The upregulation of OMD in HCM samples when compared with controls was confirmed and validated with GSE89714. Our findings were in line with those reported on distinct populations, using different platforms for gene expression analysis, suggesting that the upregulation of OMD in HCM was universal. The ROC curves of OMD and genes highly connected with OMD based on GSE36961 generated AUCs greater than 0.7, suggesting that OMD had a good diagnostic value for HCM.

Single-cell sequencing data of normal adult hearts from GSE134355 showed that OMD was mainly expressed in fibroblasts. The fibroblasts were divided into 4 clusters and OMD was mainly expressed in cluster 1 and cluster 2. A pseudotime trajectory analysis and dynamic changes in the expression showed that the expression of OMD was on the rise at the later stage of fibroblasts. Based on these results, we speculated that the increased expression of OMD may regulate the synthesis of extracellular matrix by fibroblasts at the later stages of the disease. Besides, GSEA also showed that OMD could suppress the cellular response to Biotic stimulus, B cell-mediated immunity, activation of an innate immune response, antigen receptor-mediated signaling pathway, and B cell activation.

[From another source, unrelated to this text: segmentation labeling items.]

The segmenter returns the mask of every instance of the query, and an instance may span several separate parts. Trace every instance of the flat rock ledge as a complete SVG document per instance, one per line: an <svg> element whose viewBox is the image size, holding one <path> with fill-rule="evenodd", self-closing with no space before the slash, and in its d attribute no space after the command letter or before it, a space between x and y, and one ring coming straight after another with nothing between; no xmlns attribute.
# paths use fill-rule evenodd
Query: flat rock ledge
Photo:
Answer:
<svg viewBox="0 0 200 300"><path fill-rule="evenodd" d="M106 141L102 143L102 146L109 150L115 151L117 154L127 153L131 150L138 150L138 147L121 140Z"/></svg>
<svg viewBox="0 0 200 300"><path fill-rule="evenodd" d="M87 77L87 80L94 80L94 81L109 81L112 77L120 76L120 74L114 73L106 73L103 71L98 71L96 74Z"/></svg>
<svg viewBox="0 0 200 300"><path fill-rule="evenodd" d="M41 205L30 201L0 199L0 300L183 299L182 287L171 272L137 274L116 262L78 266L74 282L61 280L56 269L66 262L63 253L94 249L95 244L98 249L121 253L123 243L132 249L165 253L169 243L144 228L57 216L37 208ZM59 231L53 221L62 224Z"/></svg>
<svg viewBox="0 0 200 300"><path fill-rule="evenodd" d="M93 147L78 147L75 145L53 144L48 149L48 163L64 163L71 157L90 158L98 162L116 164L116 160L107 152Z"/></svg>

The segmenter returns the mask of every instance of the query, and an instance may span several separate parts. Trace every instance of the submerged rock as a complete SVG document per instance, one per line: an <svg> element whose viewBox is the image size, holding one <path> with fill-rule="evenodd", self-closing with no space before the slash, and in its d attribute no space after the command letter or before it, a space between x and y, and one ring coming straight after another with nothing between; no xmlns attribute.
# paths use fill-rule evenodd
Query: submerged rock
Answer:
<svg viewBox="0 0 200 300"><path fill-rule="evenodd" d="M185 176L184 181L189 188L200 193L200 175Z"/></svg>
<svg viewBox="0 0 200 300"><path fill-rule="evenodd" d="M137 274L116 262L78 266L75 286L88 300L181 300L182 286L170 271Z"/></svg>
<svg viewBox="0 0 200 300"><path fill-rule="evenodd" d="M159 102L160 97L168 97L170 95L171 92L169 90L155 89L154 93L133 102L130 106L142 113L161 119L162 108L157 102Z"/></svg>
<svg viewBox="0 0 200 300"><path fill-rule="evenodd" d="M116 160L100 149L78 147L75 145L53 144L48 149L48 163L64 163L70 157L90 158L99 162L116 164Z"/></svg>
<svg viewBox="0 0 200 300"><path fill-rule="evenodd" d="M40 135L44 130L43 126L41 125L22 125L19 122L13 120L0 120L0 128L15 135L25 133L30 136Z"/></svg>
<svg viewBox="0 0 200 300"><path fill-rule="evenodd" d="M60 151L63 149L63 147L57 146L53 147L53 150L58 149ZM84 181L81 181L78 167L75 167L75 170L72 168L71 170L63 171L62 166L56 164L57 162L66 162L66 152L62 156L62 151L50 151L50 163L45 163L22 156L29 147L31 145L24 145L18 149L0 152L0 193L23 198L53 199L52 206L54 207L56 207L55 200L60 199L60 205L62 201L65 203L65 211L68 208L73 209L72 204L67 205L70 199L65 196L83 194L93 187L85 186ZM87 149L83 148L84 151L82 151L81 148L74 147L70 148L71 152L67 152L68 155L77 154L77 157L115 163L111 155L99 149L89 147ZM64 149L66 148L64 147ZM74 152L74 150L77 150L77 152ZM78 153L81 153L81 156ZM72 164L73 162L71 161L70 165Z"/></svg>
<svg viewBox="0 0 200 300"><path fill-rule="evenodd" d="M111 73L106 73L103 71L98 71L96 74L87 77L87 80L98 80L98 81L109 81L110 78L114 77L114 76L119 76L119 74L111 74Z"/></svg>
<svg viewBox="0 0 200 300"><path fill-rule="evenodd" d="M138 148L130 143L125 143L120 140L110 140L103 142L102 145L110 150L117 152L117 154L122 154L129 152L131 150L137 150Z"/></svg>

These results implied that the higher expression of OMD may influence not only fibroblasts but also immune cells in HCM.

There were some limitations to our study. First, this study was primarily in silico data analysis and data mining, and the results were not validated in vitro and in vivo. Second, the exact molecular mechanisms of OMD in HCM was not further explored. Hence, studies to elucidate the molecular mechanisms of OMD in HCM is necessary in the future.